Возбужденная и радостная, что и у нее, скучающей и неудовлетворенной тою жизнью, которую заставляли eе вести, нашлось вдруг дело, что и она может быть полезной двум существам, молодая девушка вышла из своей комнаты и прошла в кабинет к матери.

Нина рассказала ей то, что слышала от Антошки, и проговорила:

– Мама! Ведь необходимо помочь дяде и этому мальчику!

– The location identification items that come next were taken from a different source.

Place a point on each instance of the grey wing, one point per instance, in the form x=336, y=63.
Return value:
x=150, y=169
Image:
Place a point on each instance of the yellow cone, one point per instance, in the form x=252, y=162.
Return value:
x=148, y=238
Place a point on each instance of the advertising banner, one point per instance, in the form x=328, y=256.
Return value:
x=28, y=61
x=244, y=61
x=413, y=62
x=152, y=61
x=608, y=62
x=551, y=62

Госпожа Опольева, женщина добродушная, но благоговевшая перед мужем, хотя и согласилась с дочерью, что этот «несчастный дядя» заслуживает помощи и что он всегда возбуждал в ней жалость, но прибавила:

– А что скажет отец, Нина?

– Но разве, мама, мы-то сами не можем помочь помимо папы его родному брату?.. И наконец, ведь он вовсе не такой дурной… Напротив, эта история с мальчиком… эти заботы о нем…

– Но почему дядя обратился к тебе, Нина?.. Он тебя совсем не знает… Видел маленькой девочкой…

Нина призналась матери, что раньше послала дяде от имени отца деньги и теперь послала.

– Видишь, ты какая! – растроганно произнесла мать и нежно потрепала дочь по щеке своей белой, пухлой рукой в кольцах. – А если папа узнает об этом? Ведь он будет недоволен… Ты ведь знаешь его мнение о дяде?

– И пусть узнает… Я тогда сама расскажу папе, что он ошибается… И папа, быть может, убедится и… помирится с дядей.

Опольева сделала отрицательный жест.

– Этого никогда не будет! – произнесла она грустным тоном.

– Но если ты, мама, его попросишь…

– Я уж пробовала…

– Но за что же такая ненависть?.. Что же, наконец, сделал такое дядя, что от него все отшатнулись и довели его до нищенства? – воскликнула Нина. – Расскажи мне, мама…

Мать рассказала известную читателю историю «графа».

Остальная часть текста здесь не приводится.